Он замолчал, поджидая с нашей стороны ответа.
Мы все изъявили желание и оглядели его бледное лицо с недоумением. От него мы не ждали никаких рассказов, так как знали его за человека в высшей степени скрытного и молчаливого. И это тем сильнее подзадоривало наше любопытство. Мы стали просить его скорее приступить к рассказу.
Он устало приподнялся с кресла, пересел на диван, подальше от света лампы, и продолжал:
— Я назову свой рассказ ‘бредом озера’, так как я и до сих пор наверное не знаю, кто из нас бредил в ту ночь: я, Карпей, или озеро?
— Карпей — это мой слуга, — добавил он после короткой паузы. И он замолчал снова, обхватив колено руками и не глядя на нас.
Наше любопытство возросло еще более. Дамы проворными руками стали свертывать свои рукоделия, сверкая камнями колец.
И, устало поглядывая на эти сверкавшие руки, он лениво заговорил:
— Однажды вот такие же точно руки перевернули весь мой разум и всю мою логику вверх ногами. Белое стало казаться мне черным, а черное — белым. Раньше — сделать приятелю пакость я считал бы за наигнуснейшую подлость, а тогда, после того, как меня перевернули вверх тормашками эти руки, я склонен был думать совсем наоборот. Дело в том, что я полюбил жену моего друга и желал ее, во что бы то ни стало. Всегда и всюду я видел только эту женщину, а мой друг скрылся от меня в какой-то темный угол, откуда я даже его и не видел.

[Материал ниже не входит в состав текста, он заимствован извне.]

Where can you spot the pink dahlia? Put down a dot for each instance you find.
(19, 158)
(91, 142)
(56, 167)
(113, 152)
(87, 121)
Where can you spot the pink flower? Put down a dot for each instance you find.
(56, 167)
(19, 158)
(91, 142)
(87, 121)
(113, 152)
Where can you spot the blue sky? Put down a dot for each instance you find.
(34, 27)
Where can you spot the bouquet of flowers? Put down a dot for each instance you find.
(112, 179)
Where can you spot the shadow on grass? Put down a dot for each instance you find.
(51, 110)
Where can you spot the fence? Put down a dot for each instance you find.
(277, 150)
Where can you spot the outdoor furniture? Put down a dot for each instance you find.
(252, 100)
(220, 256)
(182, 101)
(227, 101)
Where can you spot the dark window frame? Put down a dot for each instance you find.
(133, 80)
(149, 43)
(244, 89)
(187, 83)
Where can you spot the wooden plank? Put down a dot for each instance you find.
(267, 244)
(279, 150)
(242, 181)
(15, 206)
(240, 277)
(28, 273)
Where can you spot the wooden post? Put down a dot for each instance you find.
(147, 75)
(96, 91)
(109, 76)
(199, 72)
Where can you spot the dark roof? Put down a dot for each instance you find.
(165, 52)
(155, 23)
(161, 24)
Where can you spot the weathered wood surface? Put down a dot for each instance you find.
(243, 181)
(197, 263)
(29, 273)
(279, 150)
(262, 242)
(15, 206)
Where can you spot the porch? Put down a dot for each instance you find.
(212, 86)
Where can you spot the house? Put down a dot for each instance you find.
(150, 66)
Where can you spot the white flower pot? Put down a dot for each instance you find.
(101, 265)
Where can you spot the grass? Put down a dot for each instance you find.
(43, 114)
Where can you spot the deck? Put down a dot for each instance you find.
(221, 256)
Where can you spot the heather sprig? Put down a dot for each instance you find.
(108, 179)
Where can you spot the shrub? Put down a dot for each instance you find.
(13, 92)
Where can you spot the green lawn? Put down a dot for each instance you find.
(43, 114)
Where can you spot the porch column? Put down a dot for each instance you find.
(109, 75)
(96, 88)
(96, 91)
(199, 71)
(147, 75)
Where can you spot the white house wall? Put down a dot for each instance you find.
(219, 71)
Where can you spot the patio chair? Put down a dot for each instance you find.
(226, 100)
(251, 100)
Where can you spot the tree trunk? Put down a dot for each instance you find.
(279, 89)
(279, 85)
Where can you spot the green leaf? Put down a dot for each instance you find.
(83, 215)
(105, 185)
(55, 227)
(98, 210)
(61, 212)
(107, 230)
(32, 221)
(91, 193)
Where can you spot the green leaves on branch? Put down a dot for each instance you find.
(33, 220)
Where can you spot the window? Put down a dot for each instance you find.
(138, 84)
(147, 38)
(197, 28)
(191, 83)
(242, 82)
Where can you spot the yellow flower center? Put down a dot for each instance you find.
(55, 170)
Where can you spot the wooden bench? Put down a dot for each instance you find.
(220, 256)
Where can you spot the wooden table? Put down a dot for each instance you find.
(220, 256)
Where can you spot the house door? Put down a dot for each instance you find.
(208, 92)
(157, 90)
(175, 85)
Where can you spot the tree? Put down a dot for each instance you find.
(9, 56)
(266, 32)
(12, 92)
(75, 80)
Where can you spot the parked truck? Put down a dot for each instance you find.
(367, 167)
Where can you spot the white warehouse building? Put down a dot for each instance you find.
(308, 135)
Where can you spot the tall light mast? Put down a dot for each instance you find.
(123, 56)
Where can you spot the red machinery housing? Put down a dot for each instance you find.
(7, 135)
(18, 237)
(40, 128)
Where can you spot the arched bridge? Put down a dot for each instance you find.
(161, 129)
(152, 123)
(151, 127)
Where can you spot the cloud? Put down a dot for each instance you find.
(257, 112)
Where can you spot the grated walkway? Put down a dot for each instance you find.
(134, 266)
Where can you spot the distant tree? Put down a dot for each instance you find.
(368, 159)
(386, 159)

Обмануть его, — Боже мой! я считал это за совершеннейший пустяк. Она одна, эта женщина, стояла передо мной как солнце, а он, ее муж, превратился для меня в какую-то козявку, которую даже и не разглядишь невооруженным глазом. Я не знаю, со всеми ли это бывает так, но мне, по крайней мере, мне, когда я любил, всегда казалось, что через эту женщину я узнаю что-то самое существенное, какую-то удивительную тайну, которая откроет мне глаза на самую суть вещей. Мог ли я задумываться после этого над какими-нибудь пустяками? И я решился не задумываться. Овчинка мне казалась стоящей выделки.
Он снова замолчал, устало поглядывая на огонь лампы.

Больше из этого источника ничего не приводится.